Search code examples
pythondaskdask-distributeddask-delayed

Why dask doesnt execute in parallel


Could someone point out what I did wrong with following dask implementation, since it doesnt seems to use the multi cores.

[ Updated with reproducible code]

The code that uses dask :

bookingID = np.arange(1,10000)
book_data = pd.DataFrame(np.random.rand(1000))
def calculate_feature_stats(bookingID):
    curr_book_data = book_data
    row = list()
    row.append(bookingID)
    row.append(curr_book_data.min())
    row.append(curr_book_data.max())
    row.append(curr_book_data.std())
    row.append(curr_book_data.mean())

    return row


calculate_feature_stats = dask.delayed(calculate_feature_stats)


rows = []


for bookid in bookingID.tolist():
    row = calculate_feature_stats(bookid)
    rows.append(row)

  start = time.time()
  rows = dask.persist(*rows)
  end = time.time()
  print(end - start)  # Execution time = 16s in my machine

Code with normal implementation without dask :

bookingID = np.arange(1,10000)
book_data = pd.DataFrame(np.random.rand(1000))

def calculate_feature_stats_normal(bookingID):
    curr_book_data = book_data
    row = list()
    row.append(bookingID)
    row.append(curr_book_data.min())
    row.append(curr_book_data.max())
    row.append(curr_book_data.std())
    row.append(curr_book_data.mean())
   return row


rows = []
start = time.time()
for bookid in bookingID.tolist():
    row = calculate_feature_stats_normal(bookid)
    rows.append(row)
end = time.time()
print(end - start)  # Execution time = 4s in my machine

So, without dask actually faster, how is that possible?


Solution

  • Answer

    Extended comment. You should consider that using dask there is about 1ms overhead (see doc) so if your computation is shorther than that then dask It isn't worth the trouble.

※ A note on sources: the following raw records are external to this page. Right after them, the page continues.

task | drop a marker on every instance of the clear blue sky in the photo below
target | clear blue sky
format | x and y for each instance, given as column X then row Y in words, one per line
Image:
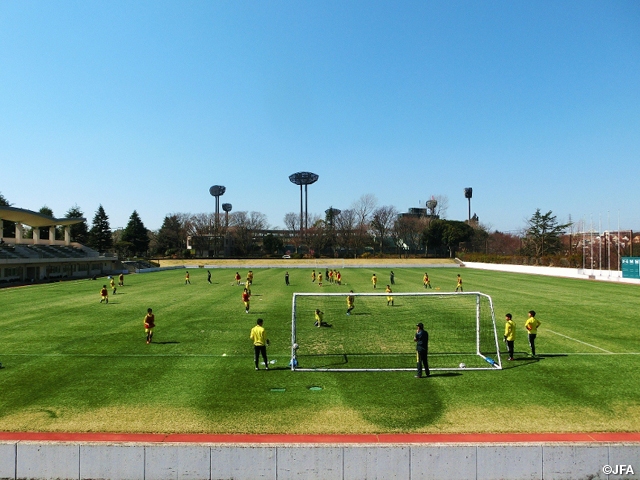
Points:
column 145, row 105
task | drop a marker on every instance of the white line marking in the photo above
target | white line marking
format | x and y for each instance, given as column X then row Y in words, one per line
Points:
column 580, row 341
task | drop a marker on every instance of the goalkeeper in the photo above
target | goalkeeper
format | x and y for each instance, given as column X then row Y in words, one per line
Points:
column 509, row 334
column 532, row 325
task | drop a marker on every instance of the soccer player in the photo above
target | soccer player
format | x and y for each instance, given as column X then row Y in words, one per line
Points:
column 149, row 324
column 509, row 334
column 246, row 297
column 351, row 299
column 260, row 343
column 389, row 296
column 532, row 325
column 422, row 350
column 104, row 294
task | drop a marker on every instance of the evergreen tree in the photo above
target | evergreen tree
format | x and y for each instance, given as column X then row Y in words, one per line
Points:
column 100, row 233
column 79, row 232
column 543, row 234
column 136, row 234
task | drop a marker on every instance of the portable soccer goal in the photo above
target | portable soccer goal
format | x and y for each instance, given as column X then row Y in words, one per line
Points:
column 378, row 333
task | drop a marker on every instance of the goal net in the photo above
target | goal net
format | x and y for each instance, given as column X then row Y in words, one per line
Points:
column 378, row 333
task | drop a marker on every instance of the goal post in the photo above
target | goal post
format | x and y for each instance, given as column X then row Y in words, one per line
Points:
column 377, row 335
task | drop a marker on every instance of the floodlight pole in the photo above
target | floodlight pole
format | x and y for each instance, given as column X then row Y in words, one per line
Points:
column 467, row 194
column 217, row 191
column 303, row 178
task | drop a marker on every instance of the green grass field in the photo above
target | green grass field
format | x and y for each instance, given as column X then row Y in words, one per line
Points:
column 73, row 364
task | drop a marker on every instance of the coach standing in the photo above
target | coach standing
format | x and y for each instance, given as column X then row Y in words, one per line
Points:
column 422, row 350
column 260, row 342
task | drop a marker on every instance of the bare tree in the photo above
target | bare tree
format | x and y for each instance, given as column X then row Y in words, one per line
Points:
column 382, row 221
column 408, row 233
column 345, row 224
column 363, row 210
column 244, row 227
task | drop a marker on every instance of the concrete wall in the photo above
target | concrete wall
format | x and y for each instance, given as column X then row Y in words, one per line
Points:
column 131, row 461
column 579, row 273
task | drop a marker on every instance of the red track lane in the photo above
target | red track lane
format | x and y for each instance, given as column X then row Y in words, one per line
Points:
column 414, row 438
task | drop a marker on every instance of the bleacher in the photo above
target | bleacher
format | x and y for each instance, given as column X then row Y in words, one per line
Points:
column 11, row 251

    Going to your specific question I can think of two possible real world scenario: 1. A big dataframe with a column called bookingID and another value 2. A different file for every bookingID

    In the second case you can play from this answer while for the first case you can proceed as following:

    import dask.dataframe as dd
    import numpy as np
    import pandas as pd
    
    
    
    # create dummy df
    df = []
    for i in range(10_000):
        df.append(pd.DataFrame({"id":i,
                                "value":np.random.rand(1000)}))
    df = pd.concat(df, ignore_index=True)
    df = df.sample(frac=1).reset_index(drop=True)
    df.to_parquet("df.parq")
    

    Pandas

    %%time
    df = pd.read_parquet("df.parq")
    out = df.groupby("id").agg({"value":{"min", "max", "std", "mean"}})
    out.columns = [col[1] for col in out.columns]
    out = out.reset_index(drop=True)
    
    CPU times: user 1.65 s, sys: 316 ms, total: 1.96 s
    Wall time: 1.08 s
    

    Dask

    %%time
    df = dd.read_parquet("df.parq")
    out = df.groupby("id").agg({"value":["min", "max", "std", "mean"]}).compute()
    out.columns = [col[1] for col in out.columns]
    out = out.reset_index(drop=True)
    
    CPU times: user 4.94 s, sys: 427 ms, total: 5.36 s
    Wall time: 3.94 s
    

    Final thoughts

    In this situation dask starts to make sense if the df doesn't fit in memory.